I think I knew I’d hit my gaming mid-life crisis when I saw Beat Saber’s meteoric rise in popularity and thought: “This ain’t your Dad’s type of rhythm game.”
Fortunately, Rocking Hero is here to eschew me into the era of Dad bands and complaining about the state of new music.
Out today in Early Access, Rocking Hero is a strange mix of the novel and nostalgic. It’s very much a call back to the Guitar Hero/Rock Band-era of rhythm games that shined so brightly before rocking a little too close to the sun and crashing in spectacular fashion. And, like the oft-forgotten Rock Band VR, you can grab one of your old plastic peripherals and play it as a clean and amicable throwback.
But Rocking Hero is at its most curious — if also its most flawed — when it embraces fully VR.
You can play the game’s 10 tracks (some of which, admittedly, sound like they were lifted from a karaoke CD) with just your motion controllers. You grab a clip on your guitar to position it where you’d like, then slide your left or right hand along the neck to corresponding notes, strumming with the other. Your hands are essentially glued to the required areas so, even if you pull your strumming hand back a bit to a more comfortable position, it should work.

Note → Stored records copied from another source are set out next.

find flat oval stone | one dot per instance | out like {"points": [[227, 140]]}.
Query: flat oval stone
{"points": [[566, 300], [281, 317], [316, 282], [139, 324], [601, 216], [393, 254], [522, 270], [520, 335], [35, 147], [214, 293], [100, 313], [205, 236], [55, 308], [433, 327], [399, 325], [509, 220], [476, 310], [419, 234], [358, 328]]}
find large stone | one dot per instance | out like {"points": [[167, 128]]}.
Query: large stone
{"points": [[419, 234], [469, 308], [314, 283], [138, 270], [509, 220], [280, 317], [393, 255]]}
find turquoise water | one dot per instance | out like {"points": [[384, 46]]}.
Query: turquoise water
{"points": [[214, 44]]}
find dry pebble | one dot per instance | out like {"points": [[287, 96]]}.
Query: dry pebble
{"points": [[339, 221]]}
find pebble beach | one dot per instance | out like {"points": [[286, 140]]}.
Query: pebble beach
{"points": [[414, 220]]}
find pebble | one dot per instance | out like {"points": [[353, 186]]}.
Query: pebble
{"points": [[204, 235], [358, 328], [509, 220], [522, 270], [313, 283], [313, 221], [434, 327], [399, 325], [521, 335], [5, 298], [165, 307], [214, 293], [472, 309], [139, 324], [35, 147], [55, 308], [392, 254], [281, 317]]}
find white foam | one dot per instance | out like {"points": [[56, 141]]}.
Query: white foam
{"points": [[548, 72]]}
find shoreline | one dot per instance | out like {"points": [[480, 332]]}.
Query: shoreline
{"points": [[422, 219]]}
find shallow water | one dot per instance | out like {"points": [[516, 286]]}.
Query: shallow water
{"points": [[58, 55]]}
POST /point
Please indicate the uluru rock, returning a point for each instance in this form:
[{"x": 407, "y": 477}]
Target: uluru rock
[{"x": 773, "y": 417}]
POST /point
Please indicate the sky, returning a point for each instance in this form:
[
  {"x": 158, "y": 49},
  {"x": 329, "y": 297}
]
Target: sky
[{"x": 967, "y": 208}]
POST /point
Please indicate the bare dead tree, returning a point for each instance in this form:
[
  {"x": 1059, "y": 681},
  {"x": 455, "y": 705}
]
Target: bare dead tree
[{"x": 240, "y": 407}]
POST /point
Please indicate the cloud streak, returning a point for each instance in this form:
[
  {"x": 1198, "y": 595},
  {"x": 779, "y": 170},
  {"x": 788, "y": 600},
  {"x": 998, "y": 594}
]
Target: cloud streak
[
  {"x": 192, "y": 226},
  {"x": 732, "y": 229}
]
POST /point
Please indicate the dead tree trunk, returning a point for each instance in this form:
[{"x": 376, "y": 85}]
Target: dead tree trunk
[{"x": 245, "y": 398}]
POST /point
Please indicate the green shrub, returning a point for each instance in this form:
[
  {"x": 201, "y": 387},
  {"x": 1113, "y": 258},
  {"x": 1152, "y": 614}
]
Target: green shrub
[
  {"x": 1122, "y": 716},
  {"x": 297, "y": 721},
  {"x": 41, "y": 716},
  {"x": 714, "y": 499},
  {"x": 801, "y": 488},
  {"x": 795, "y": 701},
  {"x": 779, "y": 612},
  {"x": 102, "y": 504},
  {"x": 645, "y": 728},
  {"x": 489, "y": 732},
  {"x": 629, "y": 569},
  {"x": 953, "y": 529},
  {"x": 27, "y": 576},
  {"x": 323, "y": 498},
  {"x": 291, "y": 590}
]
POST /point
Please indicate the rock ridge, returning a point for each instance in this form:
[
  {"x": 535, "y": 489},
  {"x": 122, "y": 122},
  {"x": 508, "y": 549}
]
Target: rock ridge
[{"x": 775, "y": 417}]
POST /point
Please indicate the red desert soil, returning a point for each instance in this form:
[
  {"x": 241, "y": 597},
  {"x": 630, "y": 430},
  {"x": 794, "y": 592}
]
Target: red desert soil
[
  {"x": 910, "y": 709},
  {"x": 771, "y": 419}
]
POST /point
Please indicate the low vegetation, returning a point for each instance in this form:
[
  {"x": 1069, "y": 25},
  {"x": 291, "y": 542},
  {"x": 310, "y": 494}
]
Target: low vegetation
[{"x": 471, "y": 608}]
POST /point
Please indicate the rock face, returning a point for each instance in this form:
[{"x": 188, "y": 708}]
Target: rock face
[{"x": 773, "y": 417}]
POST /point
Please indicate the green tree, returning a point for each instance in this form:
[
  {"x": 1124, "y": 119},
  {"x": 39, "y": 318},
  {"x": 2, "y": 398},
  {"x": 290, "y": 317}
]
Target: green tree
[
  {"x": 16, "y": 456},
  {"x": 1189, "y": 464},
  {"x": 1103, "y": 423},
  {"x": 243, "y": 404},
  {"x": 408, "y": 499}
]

And when Rocking Hero does work, it’s a brilliant bit of air-guitaring fun. Sliding down the neck to hit notes carries rock star satisfaction and it’s possible to fully immerse yourself in the dream of performing, even if it is just to an empty VR environment.
But, without the context of an actual neck to guide you, gameplay lacks the grounded, tangible feel you need to really become a master. Sliding your hand up and down the neck is a bit of a guessing game, but you can at least adjust the sensitivity of your hand slide to give yourself a little more control. No matter where you position your guitar you’ll also struggle to maintain consistent positioning, and I wish there was a control scheme that just let your ax follow wherever your dominant hand holds the neck. It’s telling that, for someone that never graduated above an intermediate level in Guitar Hero, I could handle Rocking Hero’s forgiving tracks on the hardest difficulties – it clearly knows the control scheme can be a handful and makes up for it.
It should be noted too that you can also try the game with the Index controller’s finger tracking. My Index is busted so I couldn’t try it out but, judging on the accuracy of the feature from my time with it in other games, it’d probably a pretty finicky experience.
Rocking Hero’s Early Access release does feature a custom track editor and it’ll be interesting to see if a strong community gets built up around that. But I’m hoping to see stronger post-release tracks and for developer Domuro Soft to keep experimenting with control styles. There is something here, for sure, it’s just fleeting and rough. With more fine-tuning, Rocking Hero could be the Woodstock to Beat Saber’s Coachella.